Elliot levantó la mirada. La chaqueta negra y la camisa blanca eran elegantes, pero su piel estaba dorada por la vida al aire libre y sus manos eran fuertes y callosas a causa del trabajo.

Ella carraspeó y tomó un sorbo de agua.

—Le diré a Mahindar que la próxima vez no eche tantas especias —comentó él.

—No, no, está bien. —Se pasó la servilleta por los labios—. Como te decía, mi madrastra puede ser muy ruda; discute las cosas con franqueza. Cuando venga de visita querrá saberlo todo sobre Priti y su historia. ¿Qué voy a decirle?

El pareció sorprendido.

—Dile lo que quieras. No me avergüenzo de ella.

—Pero, mi estimado Elliot, yo no sé cuál es la historia real.

El frunció el ceño.

—Te la he contado.

—No. —Juliana soltó de golpe el aire que contenía—. No, no lo has hecho.

Su ceño fruncido se hizo más profundo.

—¿No lo he hecho?

—No.

—Mmm... —Elliot tomó la jarra de whisky y vertió una buena cantidad en la copa. Luego apuró un largo trago y se pasó la lengua por el labio inferior—. Algunas veces no recuerdo qué he dicho y qué no.

—Entiendo. Debe de ser doloroso para ti.

Él se detuvo cuando estaba a punto de tomar otro trago, con la copa a medio camino de su boca.

—No me compadezcas, Juliana. Ya no soporto más piedad.

Juliana alzó la mano.

—No es piedad, sino interés. Realmente quiero conocer la historia.

Él bebió el whisky y mantuvo la mano en la copa cuando la dejó sobre la mesa.

—No es una historia bonita. No es apropiada para damitas que toman el té en una salita.

—Estamos en el comedor.
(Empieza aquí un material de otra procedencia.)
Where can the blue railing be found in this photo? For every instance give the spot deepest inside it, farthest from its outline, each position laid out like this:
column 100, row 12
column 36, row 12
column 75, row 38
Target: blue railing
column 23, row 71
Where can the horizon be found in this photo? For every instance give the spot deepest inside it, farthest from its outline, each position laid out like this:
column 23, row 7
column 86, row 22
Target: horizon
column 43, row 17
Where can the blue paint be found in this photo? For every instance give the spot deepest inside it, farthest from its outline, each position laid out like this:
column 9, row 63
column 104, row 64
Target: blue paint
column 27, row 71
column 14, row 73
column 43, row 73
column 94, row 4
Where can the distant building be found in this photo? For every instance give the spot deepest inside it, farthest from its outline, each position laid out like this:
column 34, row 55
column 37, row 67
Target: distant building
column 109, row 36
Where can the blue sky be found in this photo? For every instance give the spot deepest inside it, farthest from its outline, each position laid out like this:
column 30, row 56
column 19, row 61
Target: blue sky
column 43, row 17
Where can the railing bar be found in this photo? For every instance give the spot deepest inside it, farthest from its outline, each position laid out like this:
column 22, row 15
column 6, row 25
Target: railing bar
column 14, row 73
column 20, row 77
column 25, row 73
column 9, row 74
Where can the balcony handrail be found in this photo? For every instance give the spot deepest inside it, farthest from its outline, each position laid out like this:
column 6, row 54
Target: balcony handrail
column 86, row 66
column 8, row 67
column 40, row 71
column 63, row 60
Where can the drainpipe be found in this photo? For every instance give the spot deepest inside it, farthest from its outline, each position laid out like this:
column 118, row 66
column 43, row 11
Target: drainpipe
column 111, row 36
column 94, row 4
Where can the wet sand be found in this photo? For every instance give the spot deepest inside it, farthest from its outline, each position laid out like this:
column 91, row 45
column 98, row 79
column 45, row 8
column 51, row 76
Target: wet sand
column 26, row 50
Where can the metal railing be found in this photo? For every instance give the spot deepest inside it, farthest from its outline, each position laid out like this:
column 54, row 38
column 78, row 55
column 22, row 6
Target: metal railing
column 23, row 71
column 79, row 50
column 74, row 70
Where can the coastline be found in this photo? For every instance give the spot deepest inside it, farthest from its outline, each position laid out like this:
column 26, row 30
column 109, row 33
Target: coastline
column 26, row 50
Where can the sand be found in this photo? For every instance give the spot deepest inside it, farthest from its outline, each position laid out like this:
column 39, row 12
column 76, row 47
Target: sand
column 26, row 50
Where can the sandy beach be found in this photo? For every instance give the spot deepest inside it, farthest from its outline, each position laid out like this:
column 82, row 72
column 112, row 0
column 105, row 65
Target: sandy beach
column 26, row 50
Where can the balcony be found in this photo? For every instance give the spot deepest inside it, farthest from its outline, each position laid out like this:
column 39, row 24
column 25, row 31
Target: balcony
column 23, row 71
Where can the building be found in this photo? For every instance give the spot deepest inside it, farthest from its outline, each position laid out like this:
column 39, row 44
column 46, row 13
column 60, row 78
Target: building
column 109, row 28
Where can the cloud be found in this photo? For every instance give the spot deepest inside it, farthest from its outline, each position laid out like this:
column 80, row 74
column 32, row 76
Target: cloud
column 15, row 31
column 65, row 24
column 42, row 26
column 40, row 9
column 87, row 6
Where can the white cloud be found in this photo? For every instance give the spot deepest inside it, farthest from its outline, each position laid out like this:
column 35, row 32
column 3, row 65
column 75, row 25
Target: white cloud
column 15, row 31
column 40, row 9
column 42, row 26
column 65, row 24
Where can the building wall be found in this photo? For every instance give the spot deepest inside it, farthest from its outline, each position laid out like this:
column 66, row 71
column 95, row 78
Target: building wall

Además, ahora soy una mujer casada. —Notó que se le calentaba la cara al recordar el peso de Elliot, la noche anterior, sobre ella en la oscuridad y el placer que sintió cuando él se internó en su cuerpo por primera vez—. Hemos consumado el matrimonio.

Elliot no varió la expresión.

—Existe la posibilidad de que no sea mi hija —confesó—, pero muchas más de que lo sea.

—¿Qué es lo que tú quieres? —Contuvo el aliento esperando su respuesta.

—Que sea mía, pero eso ya no importa. Su madre ha muerto, Archibald Stacy también y Priti seguirá viviendo conmigo, pese a quien pese.